The good news is that 5G doesn’t seem to be a battery hog. Whether it’s iOS’ data balancing system that promises to intelligently switch between 4G and 5G, or just the paucity of power-hungry mmWave 5G networks available right now, the iPhone 12 and iPhone 12 Pro make it though a full day without issue, Engadget reports.
Actually buying either Apple phone for 5G, though, isn’t necessarily a good idea. “It’s best to think of 5G as an invisible feature,” the WSJ says, “something that might one day come in handy.” While the speeds can be super-fast, most of the time there’s not going to be a huge uptick in performance from most 5G networks as they are today.
Apple’s new MagSafe for iPhone system is a welcome reboot of the old name, too. Your MacBook Pro might charge via USB-C these days, but the new magnetic charger for the iPhone 12 and iPhone 12 Pro has plenty of promise, The Verge reports. Saying that, a rich ecosystem of MagSafe-based accessories is still some way out, so for now the key might be 15W maximum wireless charging rates versus the 7.5W that Apple limits third-party Qi charging pads to.
As for the new LIDAR sensor on the iPhone 12 Pro – and which will be included on the iPhone 12 Pro Max too – that’s also promising but hardly essential at this stage. “The new iPhone 12 Pro has a lot of things you won’t be able to do much with right now,” The Verge concludes, of which the LIDAR camera is one of them.
The remaining cameras are great, though not a huge upgrade over last year’s iPhone 11 cameras, Wired says. CNET praises the autofocus speed and the low-light performance in both stills and videos. Of course, the iPhone 12 Pro adds a telephoto sensor which the iPhone 12 doesn’t have.
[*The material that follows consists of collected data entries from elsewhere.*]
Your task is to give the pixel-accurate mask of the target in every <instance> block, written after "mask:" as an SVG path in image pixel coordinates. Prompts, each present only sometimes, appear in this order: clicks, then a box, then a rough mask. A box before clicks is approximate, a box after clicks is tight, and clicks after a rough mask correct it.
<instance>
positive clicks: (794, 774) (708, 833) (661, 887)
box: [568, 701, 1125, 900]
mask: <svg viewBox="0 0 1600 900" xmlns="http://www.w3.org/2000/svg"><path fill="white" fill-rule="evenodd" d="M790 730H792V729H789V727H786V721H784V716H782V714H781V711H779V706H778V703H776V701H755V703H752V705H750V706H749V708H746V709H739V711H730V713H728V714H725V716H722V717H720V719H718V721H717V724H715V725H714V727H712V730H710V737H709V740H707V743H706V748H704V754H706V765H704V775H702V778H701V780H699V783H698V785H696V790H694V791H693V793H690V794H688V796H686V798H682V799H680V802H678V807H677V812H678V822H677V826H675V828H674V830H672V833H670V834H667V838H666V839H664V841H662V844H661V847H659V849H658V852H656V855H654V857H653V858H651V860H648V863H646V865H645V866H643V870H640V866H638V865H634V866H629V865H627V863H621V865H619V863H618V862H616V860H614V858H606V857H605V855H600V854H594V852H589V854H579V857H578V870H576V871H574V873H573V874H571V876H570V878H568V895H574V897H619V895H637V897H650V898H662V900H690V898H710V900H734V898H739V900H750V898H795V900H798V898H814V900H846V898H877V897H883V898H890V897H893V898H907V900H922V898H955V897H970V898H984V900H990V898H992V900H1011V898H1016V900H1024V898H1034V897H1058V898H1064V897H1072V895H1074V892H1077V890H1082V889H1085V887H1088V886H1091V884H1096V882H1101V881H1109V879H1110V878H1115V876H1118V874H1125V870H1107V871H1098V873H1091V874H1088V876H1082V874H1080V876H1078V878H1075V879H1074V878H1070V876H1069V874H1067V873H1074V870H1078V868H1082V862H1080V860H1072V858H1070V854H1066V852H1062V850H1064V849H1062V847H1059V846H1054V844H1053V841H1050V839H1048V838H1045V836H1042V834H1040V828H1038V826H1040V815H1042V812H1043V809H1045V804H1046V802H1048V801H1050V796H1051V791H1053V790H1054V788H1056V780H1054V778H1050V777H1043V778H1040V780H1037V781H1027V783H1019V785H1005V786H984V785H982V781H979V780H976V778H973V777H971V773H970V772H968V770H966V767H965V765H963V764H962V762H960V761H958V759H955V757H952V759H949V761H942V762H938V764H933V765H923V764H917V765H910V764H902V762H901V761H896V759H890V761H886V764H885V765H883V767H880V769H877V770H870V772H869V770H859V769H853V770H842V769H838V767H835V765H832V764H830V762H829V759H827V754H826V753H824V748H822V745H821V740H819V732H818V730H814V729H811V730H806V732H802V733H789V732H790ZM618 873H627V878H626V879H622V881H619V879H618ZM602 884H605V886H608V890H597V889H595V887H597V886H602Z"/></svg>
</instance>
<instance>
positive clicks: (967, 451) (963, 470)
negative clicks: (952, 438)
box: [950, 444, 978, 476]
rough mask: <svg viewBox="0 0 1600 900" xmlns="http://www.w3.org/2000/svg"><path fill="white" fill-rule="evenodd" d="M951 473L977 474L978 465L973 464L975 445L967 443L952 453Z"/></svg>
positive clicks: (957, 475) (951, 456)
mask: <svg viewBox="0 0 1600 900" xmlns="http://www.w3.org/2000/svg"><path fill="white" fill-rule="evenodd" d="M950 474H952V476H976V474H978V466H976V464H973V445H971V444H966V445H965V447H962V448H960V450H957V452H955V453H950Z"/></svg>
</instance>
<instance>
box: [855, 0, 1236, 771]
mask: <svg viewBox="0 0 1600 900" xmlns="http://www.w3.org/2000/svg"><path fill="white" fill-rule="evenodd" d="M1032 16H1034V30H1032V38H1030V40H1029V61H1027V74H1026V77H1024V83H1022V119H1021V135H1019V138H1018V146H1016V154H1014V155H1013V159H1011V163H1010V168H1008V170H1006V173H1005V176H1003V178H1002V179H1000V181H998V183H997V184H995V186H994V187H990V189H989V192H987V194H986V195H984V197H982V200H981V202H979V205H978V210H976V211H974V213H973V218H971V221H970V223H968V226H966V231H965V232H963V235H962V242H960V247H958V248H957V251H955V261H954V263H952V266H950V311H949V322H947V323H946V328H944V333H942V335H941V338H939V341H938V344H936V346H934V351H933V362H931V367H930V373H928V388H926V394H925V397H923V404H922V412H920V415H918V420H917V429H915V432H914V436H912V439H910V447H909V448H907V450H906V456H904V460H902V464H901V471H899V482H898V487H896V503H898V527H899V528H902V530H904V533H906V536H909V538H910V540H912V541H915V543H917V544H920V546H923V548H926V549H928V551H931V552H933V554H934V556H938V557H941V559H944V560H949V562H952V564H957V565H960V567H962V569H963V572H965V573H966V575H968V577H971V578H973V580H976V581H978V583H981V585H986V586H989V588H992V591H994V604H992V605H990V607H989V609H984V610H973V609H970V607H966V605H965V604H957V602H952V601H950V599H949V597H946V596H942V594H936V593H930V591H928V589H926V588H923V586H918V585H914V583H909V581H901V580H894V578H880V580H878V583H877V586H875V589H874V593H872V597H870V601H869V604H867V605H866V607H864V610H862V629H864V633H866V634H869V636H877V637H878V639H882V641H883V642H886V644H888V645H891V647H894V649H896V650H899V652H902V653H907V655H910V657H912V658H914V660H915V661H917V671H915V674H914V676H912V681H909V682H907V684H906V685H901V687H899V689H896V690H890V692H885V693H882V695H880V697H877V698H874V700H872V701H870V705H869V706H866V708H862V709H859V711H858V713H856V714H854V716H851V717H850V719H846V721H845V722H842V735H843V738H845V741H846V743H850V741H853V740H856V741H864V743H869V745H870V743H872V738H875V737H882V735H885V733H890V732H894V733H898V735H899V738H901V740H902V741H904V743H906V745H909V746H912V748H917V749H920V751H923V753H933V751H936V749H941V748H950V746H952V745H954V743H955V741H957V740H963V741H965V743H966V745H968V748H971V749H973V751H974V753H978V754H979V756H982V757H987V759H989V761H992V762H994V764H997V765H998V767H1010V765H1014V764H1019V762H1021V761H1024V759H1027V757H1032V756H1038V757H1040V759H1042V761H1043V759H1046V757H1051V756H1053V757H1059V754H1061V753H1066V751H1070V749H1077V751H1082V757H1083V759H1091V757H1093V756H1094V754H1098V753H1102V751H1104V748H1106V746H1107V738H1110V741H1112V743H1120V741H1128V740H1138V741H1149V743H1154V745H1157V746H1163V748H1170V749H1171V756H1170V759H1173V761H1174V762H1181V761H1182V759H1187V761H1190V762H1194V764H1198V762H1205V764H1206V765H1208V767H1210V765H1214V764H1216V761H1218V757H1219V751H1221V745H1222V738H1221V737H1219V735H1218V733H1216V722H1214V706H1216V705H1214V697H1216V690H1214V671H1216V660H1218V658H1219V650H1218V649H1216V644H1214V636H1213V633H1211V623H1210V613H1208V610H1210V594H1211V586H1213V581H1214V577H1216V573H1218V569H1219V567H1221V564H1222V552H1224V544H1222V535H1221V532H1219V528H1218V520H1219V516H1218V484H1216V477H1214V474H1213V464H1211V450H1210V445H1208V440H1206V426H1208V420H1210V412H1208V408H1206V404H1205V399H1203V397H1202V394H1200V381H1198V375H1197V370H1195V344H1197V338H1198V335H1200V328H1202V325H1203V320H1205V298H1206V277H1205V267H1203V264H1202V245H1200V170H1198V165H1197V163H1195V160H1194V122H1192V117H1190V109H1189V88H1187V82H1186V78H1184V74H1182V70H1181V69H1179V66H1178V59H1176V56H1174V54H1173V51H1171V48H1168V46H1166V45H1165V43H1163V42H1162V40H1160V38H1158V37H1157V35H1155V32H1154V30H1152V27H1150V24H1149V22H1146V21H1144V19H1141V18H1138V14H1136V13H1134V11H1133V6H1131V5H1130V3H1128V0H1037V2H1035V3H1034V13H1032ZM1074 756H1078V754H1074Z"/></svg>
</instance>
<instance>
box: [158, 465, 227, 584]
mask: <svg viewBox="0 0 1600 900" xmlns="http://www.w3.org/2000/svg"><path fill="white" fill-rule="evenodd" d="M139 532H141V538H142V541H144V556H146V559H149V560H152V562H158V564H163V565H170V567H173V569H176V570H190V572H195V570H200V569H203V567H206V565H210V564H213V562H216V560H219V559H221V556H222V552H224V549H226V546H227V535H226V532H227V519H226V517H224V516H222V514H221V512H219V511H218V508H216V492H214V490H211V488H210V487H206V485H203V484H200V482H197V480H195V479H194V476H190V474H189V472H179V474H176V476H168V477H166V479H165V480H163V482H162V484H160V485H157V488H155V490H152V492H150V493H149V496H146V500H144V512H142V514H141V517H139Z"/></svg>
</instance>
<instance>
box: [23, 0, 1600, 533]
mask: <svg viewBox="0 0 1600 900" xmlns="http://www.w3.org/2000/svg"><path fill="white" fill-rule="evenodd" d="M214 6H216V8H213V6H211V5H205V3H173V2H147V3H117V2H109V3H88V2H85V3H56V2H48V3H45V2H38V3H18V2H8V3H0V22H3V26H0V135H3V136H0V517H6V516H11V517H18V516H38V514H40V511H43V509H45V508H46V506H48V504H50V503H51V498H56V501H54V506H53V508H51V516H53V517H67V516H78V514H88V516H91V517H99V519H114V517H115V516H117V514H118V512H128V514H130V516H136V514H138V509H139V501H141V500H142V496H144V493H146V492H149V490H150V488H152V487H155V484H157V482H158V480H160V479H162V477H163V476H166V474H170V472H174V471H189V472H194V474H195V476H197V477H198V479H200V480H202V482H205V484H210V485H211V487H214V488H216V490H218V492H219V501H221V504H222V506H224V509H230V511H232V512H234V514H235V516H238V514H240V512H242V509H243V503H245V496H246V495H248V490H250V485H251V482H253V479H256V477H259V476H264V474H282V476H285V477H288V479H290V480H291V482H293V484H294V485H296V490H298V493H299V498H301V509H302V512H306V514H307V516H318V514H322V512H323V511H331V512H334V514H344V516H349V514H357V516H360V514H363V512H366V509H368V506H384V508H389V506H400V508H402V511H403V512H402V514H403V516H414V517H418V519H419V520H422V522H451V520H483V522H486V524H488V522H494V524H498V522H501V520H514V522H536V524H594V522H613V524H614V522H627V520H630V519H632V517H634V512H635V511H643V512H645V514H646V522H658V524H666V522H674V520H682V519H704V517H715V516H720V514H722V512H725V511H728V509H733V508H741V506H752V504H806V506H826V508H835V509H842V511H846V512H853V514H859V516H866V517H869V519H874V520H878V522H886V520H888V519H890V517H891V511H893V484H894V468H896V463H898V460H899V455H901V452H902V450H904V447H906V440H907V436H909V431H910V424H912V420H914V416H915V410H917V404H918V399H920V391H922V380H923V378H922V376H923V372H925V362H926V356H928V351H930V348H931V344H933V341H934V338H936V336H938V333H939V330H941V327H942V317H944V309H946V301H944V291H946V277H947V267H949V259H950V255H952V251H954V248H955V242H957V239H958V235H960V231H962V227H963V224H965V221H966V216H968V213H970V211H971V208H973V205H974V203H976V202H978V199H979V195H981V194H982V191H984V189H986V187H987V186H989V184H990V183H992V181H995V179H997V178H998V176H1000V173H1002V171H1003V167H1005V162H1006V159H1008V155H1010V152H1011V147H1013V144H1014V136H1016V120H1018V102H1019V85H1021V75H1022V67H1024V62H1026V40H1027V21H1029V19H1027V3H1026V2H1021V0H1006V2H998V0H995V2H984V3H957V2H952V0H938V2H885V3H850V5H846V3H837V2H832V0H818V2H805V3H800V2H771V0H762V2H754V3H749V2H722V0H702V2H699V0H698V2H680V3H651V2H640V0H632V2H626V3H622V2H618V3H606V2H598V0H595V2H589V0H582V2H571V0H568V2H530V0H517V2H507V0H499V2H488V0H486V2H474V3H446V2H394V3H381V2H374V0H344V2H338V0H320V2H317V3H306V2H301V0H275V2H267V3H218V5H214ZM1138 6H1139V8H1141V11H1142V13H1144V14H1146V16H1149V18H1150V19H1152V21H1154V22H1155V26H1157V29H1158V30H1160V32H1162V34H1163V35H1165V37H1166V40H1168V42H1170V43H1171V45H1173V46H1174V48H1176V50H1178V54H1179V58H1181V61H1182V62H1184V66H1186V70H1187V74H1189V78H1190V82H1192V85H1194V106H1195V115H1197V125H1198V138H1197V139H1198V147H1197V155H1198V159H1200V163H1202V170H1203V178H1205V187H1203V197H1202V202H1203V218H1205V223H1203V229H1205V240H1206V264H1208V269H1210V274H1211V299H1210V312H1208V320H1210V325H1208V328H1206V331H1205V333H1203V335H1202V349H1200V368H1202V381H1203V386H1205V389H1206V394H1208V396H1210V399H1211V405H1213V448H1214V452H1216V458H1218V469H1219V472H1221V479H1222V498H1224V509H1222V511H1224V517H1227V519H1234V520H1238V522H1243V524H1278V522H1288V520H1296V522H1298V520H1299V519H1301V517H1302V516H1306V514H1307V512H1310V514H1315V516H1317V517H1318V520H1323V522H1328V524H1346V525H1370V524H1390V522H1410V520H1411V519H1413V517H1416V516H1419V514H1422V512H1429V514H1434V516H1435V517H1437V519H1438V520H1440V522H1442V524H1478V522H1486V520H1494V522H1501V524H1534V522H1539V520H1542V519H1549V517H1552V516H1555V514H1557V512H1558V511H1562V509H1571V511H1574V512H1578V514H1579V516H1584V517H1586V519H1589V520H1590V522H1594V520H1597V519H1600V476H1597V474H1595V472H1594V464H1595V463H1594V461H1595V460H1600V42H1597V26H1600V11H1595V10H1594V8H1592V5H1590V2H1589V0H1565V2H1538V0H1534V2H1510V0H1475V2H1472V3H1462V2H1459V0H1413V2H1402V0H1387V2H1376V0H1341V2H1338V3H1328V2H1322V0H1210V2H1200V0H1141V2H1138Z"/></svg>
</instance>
There are some lingering frustrations, of course. No 120 Hz display is annoying for the iPhone 12 Pro’s price, Wired points out, and for some shoppers, the absence of headphones and a charger in the box will be annoying, TechCrunch flags. Of course, Beats Flex has you covered on half of that problem, at least.
Out of the two, the general consensus seems to be that most people should pick the iPhone 12. Stepping up to the third camera and an uptick in case materials costs you $150, though though you do get twice the base storage for that too. The biggest question is how the other half of the new iPhone line-up may change that conclusion, but for that we’ll have to wait a little longer.